Panem et circenses insomma, secondo il millenario sistema di ricerca del consenso. Ma guai a usare queste parole, o similari. Bullonemaretta si piccava di essere uno che si era fatto da sé; non aveva sprecato tempo dietro ai banchi di scuola ed anzi guardava con sospetto contadino chi maneggiava libri e parole. Il latinorum, così chiamava la fuffa del bel parlare, che poi sotto sotto non c’è niente, lo mandava in bestia.
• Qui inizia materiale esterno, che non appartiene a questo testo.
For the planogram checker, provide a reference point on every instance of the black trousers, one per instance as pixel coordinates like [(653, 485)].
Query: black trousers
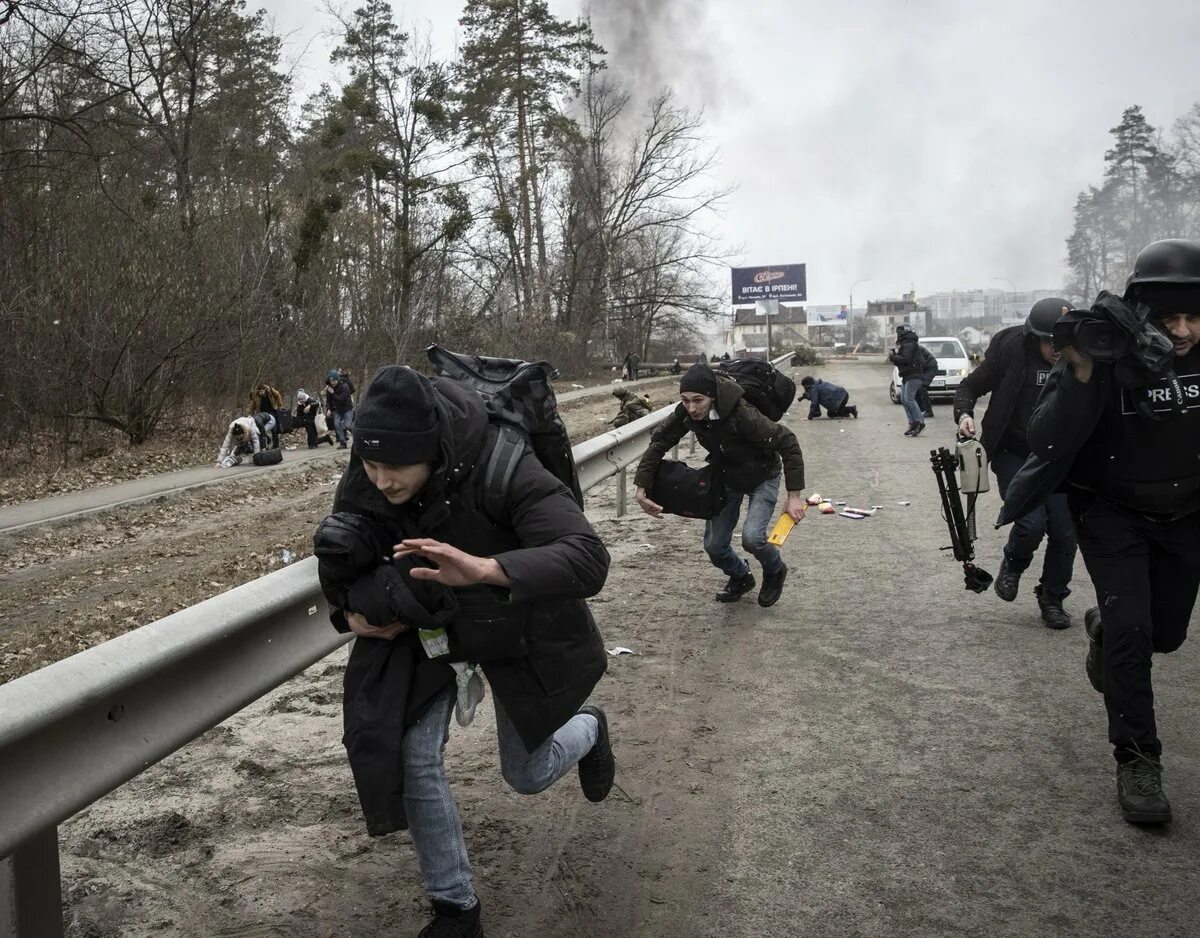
[(1146, 575)]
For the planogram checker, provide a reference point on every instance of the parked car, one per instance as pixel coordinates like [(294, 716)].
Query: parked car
[(953, 366)]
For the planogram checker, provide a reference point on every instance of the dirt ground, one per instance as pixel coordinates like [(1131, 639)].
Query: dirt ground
[(882, 753)]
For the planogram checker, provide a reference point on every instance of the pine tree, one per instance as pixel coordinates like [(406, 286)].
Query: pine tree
[(517, 64)]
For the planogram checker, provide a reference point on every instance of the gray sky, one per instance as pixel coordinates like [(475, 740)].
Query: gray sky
[(934, 143)]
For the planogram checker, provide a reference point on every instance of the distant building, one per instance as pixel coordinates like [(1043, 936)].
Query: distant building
[(883, 317), (787, 328), (988, 306)]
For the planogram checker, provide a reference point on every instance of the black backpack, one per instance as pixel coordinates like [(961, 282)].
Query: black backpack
[(767, 388), (519, 397), (690, 493)]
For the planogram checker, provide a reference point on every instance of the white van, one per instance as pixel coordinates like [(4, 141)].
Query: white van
[(953, 366)]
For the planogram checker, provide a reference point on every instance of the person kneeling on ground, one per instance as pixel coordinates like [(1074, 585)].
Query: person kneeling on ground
[(505, 569), (823, 394), (243, 438), (633, 407), (747, 449)]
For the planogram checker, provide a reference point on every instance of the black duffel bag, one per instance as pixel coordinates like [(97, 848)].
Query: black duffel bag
[(690, 493), (268, 457)]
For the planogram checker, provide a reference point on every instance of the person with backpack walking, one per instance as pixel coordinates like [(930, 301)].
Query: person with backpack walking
[(1014, 371), (910, 366), (340, 404), (489, 560), (928, 373), (834, 398), (1122, 436), (633, 407), (748, 450), (312, 419), (244, 438)]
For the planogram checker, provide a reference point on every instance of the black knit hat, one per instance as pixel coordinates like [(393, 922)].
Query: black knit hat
[(699, 379), (396, 421)]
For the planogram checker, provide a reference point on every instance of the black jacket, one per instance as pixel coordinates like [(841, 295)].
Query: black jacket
[(907, 356), (340, 398), (742, 443), (1090, 437), (553, 559), (1002, 376)]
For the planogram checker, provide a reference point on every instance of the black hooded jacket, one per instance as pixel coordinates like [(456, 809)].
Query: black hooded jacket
[(553, 656), (747, 446), (1002, 373), (907, 356), (1090, 437)]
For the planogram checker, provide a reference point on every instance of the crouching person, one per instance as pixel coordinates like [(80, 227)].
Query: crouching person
[(834, 398), (748, 450), (244, 438), (486, 558)]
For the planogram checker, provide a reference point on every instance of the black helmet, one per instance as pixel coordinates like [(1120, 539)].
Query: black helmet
[(1175, 260), (1167, 277), (1043, 314)]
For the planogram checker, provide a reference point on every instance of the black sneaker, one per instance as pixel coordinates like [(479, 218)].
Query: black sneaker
[(598, 768), (1008, 581), (453, 921), (772, 588), (1053, 613), (1092, 663), (1140, 791), (736, 588)]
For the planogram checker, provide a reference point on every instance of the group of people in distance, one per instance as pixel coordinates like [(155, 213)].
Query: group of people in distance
[(267, 419), (498, 558)]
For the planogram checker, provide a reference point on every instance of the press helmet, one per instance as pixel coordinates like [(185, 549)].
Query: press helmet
[(1043, 314), (1174, 260)]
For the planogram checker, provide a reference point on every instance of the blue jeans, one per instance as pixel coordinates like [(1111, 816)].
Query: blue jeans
[(719, 531), (432, 815), (909, 400), (1050, 519), (343, 422)]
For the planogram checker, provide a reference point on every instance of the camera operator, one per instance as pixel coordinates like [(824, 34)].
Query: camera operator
[(1131, 450), (1014, 372)]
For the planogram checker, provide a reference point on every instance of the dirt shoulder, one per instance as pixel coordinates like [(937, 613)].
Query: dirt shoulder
[(882, 753)]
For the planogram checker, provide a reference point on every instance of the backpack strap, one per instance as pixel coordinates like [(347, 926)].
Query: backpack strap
[(502, 464)]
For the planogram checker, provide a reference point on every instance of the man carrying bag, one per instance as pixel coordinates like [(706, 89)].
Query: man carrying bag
[(747, 452)]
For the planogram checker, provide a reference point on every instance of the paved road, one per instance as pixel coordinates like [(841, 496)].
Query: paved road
[(881, 755)]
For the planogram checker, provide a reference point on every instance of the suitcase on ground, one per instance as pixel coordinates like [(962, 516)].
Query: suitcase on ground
[(268, 457)]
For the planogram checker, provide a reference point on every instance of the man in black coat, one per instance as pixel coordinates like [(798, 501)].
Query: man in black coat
[(1126, 440), (748, 450), (1014, 371), (910, 367), (495, 548)]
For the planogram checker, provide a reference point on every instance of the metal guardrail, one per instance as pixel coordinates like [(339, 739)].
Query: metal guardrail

Lui era uno che diceva pane al pane e vino al vino.

Sia stato il richiamo finale al buffet o la scarsa fantasia della cittadinanza, che la domenica pomeriggio non sa mai cosa fare, fatto sta che la tribuna è stracolma.

Ma la confusione mi lascia del tutto indifferente. Sono così assorto che dentro la maschera non mi giunge alcun suono e attraverso le strette maglie della rete vedo solo un punto bianco davanti a me.

En garde. Êtes-vous prêt? Allez!

In questa giornata così speciale anche l’arbitro, fatto giungere appositamente da Brione per garantire imparzialità di giudizio, vuole metterci la crema. Pensa forse ai giornalisti presenti e sfoggia il suo galateo linguistico.

   “En garde. Êtes-vous prêt? Allez!”

Bullonemaretta in mezzo alla tribuna si gode il trionfo. Rotea i suoi occhi sporgenti e sorride compiaciuto. Alla perfezione della giornata manca solo la ciliegina, vale a dire la vittoria di suo figlio. Ma di questo non dubita. È pur sempre carne della sua carne. E l’avversario non lo impensierisce più di tanto. Bravo, sì, anche sinceramente sorprendente se vogliamo, ma pur sempre un inferiore.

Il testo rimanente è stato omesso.